Fuzzy Matching Tools

You are here: Fuzzy Matching > Fuzzy Matching Tools

Fuzzy Matching Tools

Analyzer provides a number of useful commands and functions that can be used in isolation or in combination to support a variety of fuzzy matching scenarios. Whether you are looking for fuzzy matches within the same table or between tables, Analyzer enables users to choose and combine these tools in order to customize the fuzzy matching to meet their needs.

The following commands can be used to facilitate fuzzy matching between tables or within the same table:

Command	Type of Comparison	Objective
Join	Matched Many-to-Many	To combine records from two tables lacking a common key but where there is a reasonable indirect key like zip code or state
Join	Many-to-Many	To combine records from two tables lacking a common key or reasonable indirect key
Duplicates	Same-Same-Different	To test for duplicates within the same table where the value of the last key field is different
Duplicates	Same-Same-Near	To test for duplicates within the same table where the value of the last key field (numeric, date or character) is near, but not necessarily exactly the same, based on a specified level of difference appropriate for the field type
Duplicates	Same-Same-Similar	To test for duplicates within the same table where the value of the last key field when harmonized (numeric, date or character) is similar, but not necessarily exactly the same, based on a specified Damerau-Levenshtein distance

The following functions can be used to facilitate fuzzy matching:

Function	Behavior
ARRANGE()	Re-arranges characters, or optionally whole words, within a string in descending order based on the host machine’s character set
DIFFERENCE()	Compares two strings and returns a positive whole number.

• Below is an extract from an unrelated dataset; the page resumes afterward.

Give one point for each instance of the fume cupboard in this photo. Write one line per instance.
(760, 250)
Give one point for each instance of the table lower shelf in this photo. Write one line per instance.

A zero indicates that two strings are identical, a small number indicates that two strings are very similar. A value equal to the length of the longer string indicates that two strings are different
NEAR()	Tests whether the difference between two fields falls within a specified difference (used on pairs of numeric, date or character fields)
NORMALIZE()	Replaces all contiguous non-alphanumeric characters (except blanks) with a blank, replaces all international characters with English equivalents, trims leading blanks, compacts all contiguous blank spaces into a single blank space, and upper cases the entire string; also allows option to retain specified characters and to make text substitutions
SIMILAR()	Tests whether the difference between two fields falls within the specified Damerau-Levenshtein distance (used on pairs of numeric, date or character fields) Prior to testing the difference, this function takes a pair of character strings (or converts a specified pair of numeric or date values to character strings), upper cases the strings, removes any punctuation, and matches similar looking characters (e.g., 1 for I, 0 for O)
SORTNORMALIZE()	Replaces all contiguous non-alphanumeric characters (except blanks) with a blank, replaces all international characters with English equivalents, trims leading blanks, compacts all contiguous blank spaces into a single blank space, and upper cases the entire string; also allows option to retain specified characters and to make text substitutions. Finally, re-arranges remaining result in descending order of whole words based on using any remaining blanks as word separator
SOUNDEX()	Returns a four-character value for a string, which can be compared with the value of another string to see if both strings are phonetically similar using the Soundex algorithm
SOUNDSLIKE()	Indicates whether two strings sound phonetically alike using the Soundex algorithm
FIND()	Searches for a string inside one or more fields or the entire record. Also supports Google-type searches for a literal
LISTFIND()	Searches for a list of strings inside one or more fields or the entire record
INCLUDE() or EXCLUDE()	Includes or excludes specified characters (only digits, only alphabetic characters, etc.)
LEFT() or RIGHT()	Isolates specific number of leading or trailing characters
SUBSTRING()	Isolates specific number of characters with specified starting point in string
MAP() and FORMAT()	Measures a string’s format against a desired format or determines the format of a character string (e.g., zip code or phone number)